争点は、憲法裁判所の判決を受けて設置された第89条独立パネルが、パラ・パラ事件についてラマポーサ氏に対し公職における宣誓違反のprima facieの疑いがあると結論付けた報告の取り扱いにあり、ラマポーサ氏はその報告の見直しが行われるまで弾劾委員会の作業を停止すべきだと主張している一方で、裁判所が命じた手続きの履行を理由に委員会側は作業継続を求めています。
弾劾委員会は、委員会として憲法裁判所の命令に従っているに過ぎないと反論しており、委員会議長のマカシュレ・ガナ氏は自らがこの申立てにおける第二の被申立人であると位置付けたうえで、委員会と共に差し止め申請に対して反対する意向を明確に示しました。

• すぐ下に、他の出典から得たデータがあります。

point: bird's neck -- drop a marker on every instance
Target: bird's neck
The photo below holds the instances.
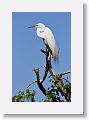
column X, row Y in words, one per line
column 41, row 29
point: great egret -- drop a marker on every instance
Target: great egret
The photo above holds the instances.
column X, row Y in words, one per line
column 46, row 34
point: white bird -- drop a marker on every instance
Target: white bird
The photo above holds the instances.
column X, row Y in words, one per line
column 46, row 34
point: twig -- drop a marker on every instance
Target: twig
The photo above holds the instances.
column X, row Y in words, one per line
column 36, row 70
column 31, row 83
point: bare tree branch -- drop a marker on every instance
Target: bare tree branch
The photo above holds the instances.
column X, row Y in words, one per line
column 36, row 70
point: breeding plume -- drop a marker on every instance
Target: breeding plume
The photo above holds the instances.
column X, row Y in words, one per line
column 46, row 34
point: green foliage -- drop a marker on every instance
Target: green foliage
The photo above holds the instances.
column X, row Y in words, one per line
column 53, row 93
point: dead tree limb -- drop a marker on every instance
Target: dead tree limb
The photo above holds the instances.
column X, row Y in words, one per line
column 36, row 70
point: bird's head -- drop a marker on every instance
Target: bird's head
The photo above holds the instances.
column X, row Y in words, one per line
column 39, row 25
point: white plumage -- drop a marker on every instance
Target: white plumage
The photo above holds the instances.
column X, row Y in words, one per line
column 46, row 34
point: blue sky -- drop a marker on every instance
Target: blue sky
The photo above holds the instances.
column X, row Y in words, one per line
column 26, row 47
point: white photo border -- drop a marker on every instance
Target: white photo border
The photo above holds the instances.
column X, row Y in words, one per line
column 76, row 104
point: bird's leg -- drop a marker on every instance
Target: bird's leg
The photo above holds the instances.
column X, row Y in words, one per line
column 48, row 64
column 49, row 57
column 43, row 51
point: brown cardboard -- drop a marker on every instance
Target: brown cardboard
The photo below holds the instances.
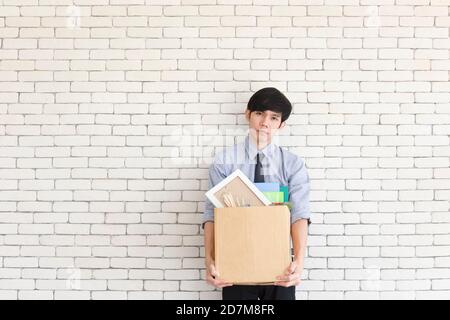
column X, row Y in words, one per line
column 251, row 244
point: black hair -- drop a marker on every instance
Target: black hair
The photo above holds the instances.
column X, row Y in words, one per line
column 270, row 99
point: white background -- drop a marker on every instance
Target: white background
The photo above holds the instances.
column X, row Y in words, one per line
column 110, row 112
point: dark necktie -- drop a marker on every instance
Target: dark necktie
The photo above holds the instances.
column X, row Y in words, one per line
column 259, row 177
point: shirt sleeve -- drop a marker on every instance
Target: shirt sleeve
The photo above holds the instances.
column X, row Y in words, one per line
column 217, row 172
column 299, row 186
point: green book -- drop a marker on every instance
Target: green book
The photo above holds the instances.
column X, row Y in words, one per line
column 274, row 196
column 285, row 190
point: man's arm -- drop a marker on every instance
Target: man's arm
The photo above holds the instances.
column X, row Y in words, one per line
column 209, row 243
column 211, row 273
column 299, row 233
column 293, row 273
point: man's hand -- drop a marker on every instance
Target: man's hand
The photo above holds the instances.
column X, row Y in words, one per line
column 291, row 276
column 212, row 277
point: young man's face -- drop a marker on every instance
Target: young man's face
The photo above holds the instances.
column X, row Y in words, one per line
column 263, row 125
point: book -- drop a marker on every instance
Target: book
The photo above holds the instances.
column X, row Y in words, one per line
column 268, row 186
column 274, row 196
column 285, row 190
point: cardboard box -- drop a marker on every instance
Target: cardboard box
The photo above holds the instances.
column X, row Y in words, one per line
column 252, row 244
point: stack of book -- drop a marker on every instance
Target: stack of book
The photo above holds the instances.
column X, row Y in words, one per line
column 274, row 192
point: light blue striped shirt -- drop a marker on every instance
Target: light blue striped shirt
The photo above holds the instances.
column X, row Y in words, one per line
column 278, row 165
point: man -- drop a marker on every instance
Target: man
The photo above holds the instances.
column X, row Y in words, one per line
column 261, row 160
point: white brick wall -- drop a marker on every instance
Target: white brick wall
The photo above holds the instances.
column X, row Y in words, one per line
column 110, row 115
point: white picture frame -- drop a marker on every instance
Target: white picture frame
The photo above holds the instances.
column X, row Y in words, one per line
column 256, row 197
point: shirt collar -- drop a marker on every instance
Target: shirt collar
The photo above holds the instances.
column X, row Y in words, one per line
column 252, row 150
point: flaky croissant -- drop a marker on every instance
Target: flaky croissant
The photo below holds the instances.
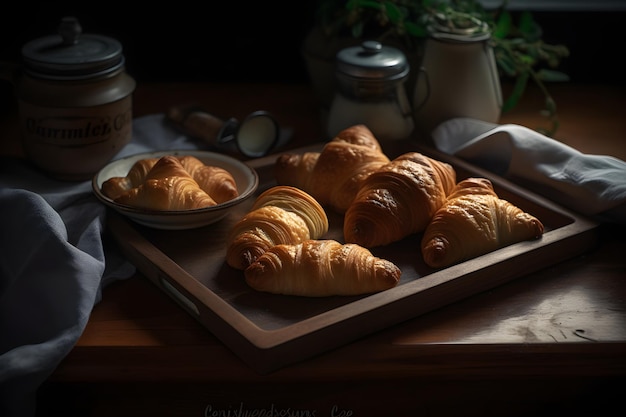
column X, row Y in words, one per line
column 168, row 186
column 475, row 221
column 333, row 175
column 280, row 215
column 318, row 268
column 215, row 181
column 397, row 200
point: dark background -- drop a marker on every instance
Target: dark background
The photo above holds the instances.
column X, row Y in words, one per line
column 261, row 40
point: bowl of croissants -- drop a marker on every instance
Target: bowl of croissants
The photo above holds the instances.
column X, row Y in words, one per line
column 175, row 189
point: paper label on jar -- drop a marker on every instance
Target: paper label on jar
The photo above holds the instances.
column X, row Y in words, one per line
column 75, row 126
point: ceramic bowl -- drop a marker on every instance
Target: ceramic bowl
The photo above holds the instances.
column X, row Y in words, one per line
column 246, row 178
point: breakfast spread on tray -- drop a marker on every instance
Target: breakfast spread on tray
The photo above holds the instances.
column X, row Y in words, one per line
column 172, row 183
column 280, row 243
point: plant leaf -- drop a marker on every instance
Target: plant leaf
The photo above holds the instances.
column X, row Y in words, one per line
column 416, row 30
column 552, row 75
column 528, row 27
column 393, row 12
column 503, row 25
column 517, row 93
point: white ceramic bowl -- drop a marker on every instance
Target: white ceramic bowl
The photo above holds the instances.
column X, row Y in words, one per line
column 246, row 178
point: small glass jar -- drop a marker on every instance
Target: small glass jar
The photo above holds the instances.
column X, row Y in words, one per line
column 75, row 102
column 371, row 91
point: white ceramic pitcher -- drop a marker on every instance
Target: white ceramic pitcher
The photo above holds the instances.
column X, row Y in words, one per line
column 457, row 78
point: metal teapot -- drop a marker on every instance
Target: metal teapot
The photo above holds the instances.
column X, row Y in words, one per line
column 458, row 77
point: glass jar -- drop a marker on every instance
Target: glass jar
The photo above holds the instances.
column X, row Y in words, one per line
column 371, row 91
column 75, row 102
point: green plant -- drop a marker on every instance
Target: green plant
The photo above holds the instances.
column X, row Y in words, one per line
column 519, row 50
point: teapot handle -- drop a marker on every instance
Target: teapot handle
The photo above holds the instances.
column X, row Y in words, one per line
column 8, row 70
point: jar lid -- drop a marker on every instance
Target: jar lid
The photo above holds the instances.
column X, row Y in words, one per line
column 372, row 60
column 72, row 55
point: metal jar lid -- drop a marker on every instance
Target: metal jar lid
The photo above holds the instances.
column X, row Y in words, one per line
column 372, row 61
column 72, row 55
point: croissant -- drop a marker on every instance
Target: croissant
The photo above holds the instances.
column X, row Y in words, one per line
column 168, row 186
column 397, row 200
column 116, row 186
column 473, row 222
column 318, row 268
column 280, row 215
column 215, row 181
column 334, row 175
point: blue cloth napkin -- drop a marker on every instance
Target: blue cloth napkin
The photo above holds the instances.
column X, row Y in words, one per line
column 54, row 264
column 593, row 185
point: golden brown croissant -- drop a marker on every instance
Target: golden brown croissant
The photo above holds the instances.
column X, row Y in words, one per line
column 333, row 175
column 116, row 186
column 168, row 186
column 473, row 222
column 280, row 215
column 397, row 200
column 215, row 181
column 318, row 268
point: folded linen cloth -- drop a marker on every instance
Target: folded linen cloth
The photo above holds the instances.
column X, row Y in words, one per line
column 593, row 185
column 54, row 264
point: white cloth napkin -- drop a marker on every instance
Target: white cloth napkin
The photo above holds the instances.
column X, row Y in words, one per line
column 593, row 185
column 54, row 264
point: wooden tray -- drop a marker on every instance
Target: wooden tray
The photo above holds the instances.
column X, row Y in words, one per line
column 272, row 331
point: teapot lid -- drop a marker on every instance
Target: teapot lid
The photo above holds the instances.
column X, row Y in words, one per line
column 372, row 60
column 72, row 55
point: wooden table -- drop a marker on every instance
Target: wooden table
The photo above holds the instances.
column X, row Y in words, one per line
column 551, row 342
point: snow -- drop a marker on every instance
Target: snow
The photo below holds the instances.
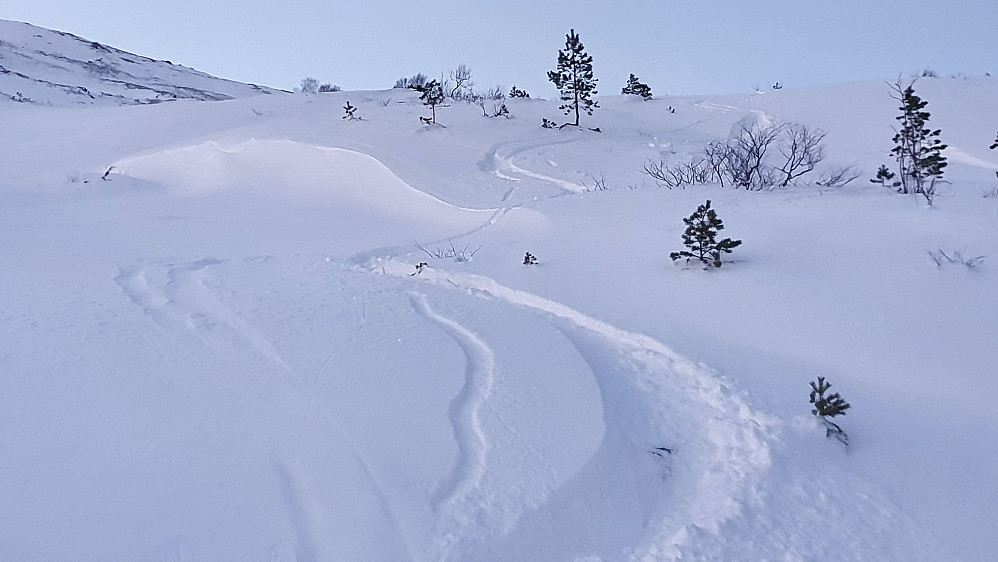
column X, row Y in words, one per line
column 225, row 350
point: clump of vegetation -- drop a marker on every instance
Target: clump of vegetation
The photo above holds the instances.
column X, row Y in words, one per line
column 636, row 88
column 756, row 158
column 917, row 149
column 515, row 92
column 700, row 238
column 828, row 407
column 350, row 112
column 574, row 78
column 883, row 175
column 433, row 95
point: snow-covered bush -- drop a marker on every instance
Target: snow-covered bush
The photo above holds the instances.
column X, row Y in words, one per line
column 433, row 95
column 883, row 175
column 917, row 149
column 828, row 407
column 309, row 86
column 746, row 160
column 350, row 111
column 515, row 92
column 460, row 77
column 701, row 238
column 636, row 88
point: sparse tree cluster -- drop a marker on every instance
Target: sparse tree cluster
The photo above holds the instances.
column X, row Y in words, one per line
column 574, row 78
column 917, row 149
column 636, row 88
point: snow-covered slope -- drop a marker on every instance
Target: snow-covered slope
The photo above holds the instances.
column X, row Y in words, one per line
column 48, row 67
column 229, row 348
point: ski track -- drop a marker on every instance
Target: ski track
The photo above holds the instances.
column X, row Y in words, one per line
column 731, row 438
column 182, row 296
column 460, row 498
column 503, row 167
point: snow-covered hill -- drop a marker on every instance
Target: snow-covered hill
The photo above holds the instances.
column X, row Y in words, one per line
column 274, row 333
column 48, row 67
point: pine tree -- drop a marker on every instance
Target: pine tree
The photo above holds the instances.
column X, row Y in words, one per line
column 700, row 237
column 433, row 95
column 917, row 149
column 828, row 407
column 883, row 175
column 635, row 87
column 574, row 78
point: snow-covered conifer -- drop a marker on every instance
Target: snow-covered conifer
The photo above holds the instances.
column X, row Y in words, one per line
column 574, row 78
column 700, row 237
column 635, row 87
column 917, row 149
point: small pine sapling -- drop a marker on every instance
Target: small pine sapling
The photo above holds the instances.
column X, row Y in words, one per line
column 636, row 88
column 883, row 175
column 828, row 407
column 515, row 92
column 433, row 95
column 574, row 78
column 350, row 110
column 700, row 237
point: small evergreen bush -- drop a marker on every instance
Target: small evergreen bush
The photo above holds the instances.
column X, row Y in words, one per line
column 700, row 237
column 636, row 88
column 828, row 407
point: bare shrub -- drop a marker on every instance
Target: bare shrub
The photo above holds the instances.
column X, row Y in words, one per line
column 801, row 150
column 838, row 177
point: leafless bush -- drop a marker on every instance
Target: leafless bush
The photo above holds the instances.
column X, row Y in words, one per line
column 459, row 255
column 837, row 177
column 941, row 258
column 599, row 184
column 801, row 150
column 460, row 77
column 745, row 161
column 680, row 175
column 309, row 85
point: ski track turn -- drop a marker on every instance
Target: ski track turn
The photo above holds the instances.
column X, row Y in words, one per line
column 728, row 437
column 459, row 498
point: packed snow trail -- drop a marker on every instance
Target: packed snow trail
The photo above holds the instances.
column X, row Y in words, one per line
column 686, row 462
column 460, row 495
column 658, row 400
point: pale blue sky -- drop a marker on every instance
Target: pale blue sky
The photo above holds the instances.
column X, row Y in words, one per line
column 676, row 46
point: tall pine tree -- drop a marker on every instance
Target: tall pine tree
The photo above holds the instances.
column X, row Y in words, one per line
column 917, row 149
column 574, row 78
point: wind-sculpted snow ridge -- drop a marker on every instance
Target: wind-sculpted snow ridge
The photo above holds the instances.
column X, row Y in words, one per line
column 45, row 67
column 718, row 443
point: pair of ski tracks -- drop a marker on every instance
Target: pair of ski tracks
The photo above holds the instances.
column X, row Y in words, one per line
column 181, row 295
column 725, row 441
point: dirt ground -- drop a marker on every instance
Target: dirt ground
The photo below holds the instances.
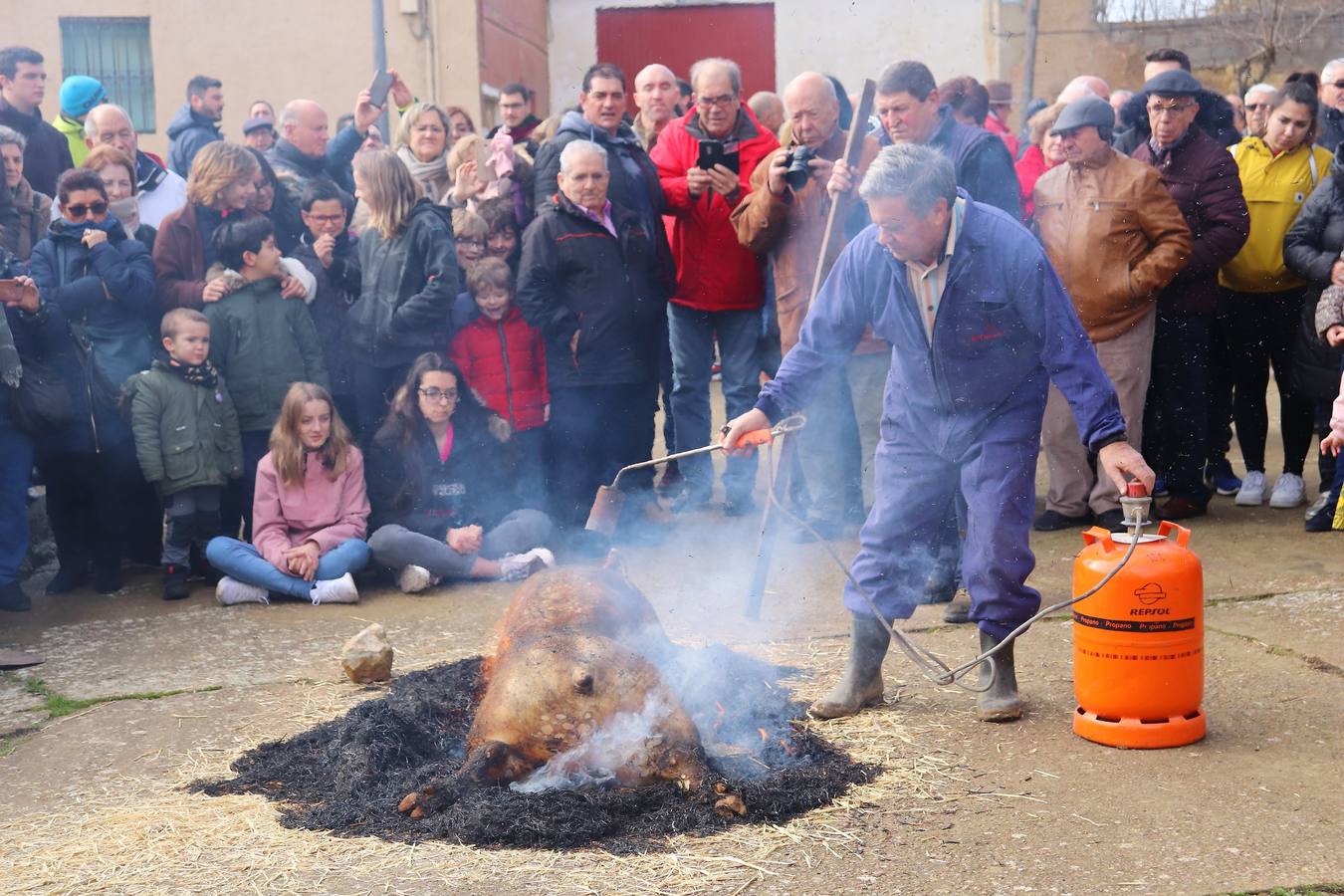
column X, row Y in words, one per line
column 93, row 802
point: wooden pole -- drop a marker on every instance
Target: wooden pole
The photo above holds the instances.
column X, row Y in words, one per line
column 783, row 473
column 835, row 218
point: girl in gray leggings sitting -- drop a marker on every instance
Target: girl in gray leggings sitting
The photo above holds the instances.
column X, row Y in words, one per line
column 436, row 481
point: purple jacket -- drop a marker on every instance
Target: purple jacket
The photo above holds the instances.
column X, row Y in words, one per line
column 1203, row 180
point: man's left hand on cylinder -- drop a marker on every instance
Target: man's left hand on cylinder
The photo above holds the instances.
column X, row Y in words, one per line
column 1122, row 464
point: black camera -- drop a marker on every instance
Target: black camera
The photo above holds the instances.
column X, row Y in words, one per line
column 795, row 169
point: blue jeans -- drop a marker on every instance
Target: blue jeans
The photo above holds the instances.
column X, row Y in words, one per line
column 241, row 560
column 15, row 472
column 694, row 335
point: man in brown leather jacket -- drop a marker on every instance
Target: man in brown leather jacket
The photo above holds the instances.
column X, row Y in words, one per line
column 787, row 222
column 1116, row 238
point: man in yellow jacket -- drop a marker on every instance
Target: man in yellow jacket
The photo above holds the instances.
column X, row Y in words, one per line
column 1259, row 320
column 1116, row 238
column 78, row 96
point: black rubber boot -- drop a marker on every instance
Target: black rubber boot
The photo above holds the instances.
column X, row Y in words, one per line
column 862, row 683
column 175, row 581
column 1002, row 702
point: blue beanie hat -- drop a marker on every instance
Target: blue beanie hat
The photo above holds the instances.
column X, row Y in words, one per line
column 80, row 95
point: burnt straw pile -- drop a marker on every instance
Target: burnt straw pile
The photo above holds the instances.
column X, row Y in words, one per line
column 346, row 776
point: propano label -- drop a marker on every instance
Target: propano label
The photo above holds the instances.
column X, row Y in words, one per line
column 1128, row 625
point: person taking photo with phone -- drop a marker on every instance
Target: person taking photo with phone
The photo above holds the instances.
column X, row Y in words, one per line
column 719, row 285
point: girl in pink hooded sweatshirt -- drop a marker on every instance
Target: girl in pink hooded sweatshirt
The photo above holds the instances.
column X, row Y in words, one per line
column 310, row 512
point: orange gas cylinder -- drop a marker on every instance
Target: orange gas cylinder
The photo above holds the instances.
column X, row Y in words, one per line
column 1139, row 642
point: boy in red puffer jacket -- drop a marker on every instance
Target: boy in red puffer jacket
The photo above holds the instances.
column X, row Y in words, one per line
column 504, row 361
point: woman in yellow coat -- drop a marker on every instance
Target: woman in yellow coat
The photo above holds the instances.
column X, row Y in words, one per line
column 1259, row 315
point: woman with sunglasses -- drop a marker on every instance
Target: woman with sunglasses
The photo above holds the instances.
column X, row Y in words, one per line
column 100, row 284
column 442, row 508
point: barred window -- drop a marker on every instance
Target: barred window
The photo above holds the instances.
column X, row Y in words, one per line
column 115, row 51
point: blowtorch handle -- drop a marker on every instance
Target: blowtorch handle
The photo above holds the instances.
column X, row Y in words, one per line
column 755, row 437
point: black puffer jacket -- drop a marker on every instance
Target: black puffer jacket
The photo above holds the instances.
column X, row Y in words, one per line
column 1310, row 247
column 575, row 276
column 47, row 150
column 337, row 291
column 409, row 287
column 409, row 485
column 634, row 179
column 1216, row 118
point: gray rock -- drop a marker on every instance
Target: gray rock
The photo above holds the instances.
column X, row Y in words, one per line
column 367, row 656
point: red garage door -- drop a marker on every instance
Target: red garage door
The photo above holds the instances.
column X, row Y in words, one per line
column 679, row 35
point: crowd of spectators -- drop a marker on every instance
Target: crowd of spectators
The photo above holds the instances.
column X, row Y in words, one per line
column 280, row 361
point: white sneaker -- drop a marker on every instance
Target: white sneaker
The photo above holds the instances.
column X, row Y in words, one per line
column 231, row 591
column 335, row 590
column 1252, row 489
column 521, row 565
column 1289, row 492
column 413, row 577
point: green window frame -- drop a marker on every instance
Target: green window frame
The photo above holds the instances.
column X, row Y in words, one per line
column 115, row 51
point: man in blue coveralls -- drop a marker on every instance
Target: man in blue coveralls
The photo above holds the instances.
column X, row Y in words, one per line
column 979, row 327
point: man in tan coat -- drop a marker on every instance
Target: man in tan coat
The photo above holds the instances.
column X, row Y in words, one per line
column 1116, row 238
column 785, row 218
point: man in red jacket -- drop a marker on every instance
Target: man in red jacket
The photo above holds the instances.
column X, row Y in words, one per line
column 719, row 288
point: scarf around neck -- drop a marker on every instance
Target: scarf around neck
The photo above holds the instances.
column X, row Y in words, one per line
column 430, row 173
column 204, row 373
column 127, row 212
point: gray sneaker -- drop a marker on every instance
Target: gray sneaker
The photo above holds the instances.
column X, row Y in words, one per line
column 515, row 567
column 335, row 590
column 231, row 591
column 413, row 577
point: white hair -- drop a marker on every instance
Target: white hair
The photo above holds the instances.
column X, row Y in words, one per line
column 92, row 126
column 918, row 173
column 1259, row 88
column 578, row 148
column 713, row 62
column 655, row 66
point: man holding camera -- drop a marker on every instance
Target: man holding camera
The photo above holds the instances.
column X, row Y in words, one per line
column 705, row 162
column 785, row 216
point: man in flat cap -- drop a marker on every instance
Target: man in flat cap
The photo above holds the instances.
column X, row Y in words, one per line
column 1202, row 179
column 1116, row 238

国民議会議長トコ・ディディザ氏は裁判所の判断に従う考えを示し、議会の規則が議員委員会の業務への干渉を禁じている点を指摘したため議長は委員会の業務に介入しない立場をとっており、ラマポーサ大統領もまたこの立場を権力分立の憲法原則の表れだとして、行政府・立法府・司法府の三権が独立して行動すべきだと説明しています。
裁判所は現在、国民議会の調査を大統領の見直し申請が決着するまで一時停止すべきか、それとも当該の法的挑戦が進行する間も調査継続を許可すべきかを判断しなければならず、その裁定は今後の手続きの先例および南アの権力配分に影響を与える見通しです。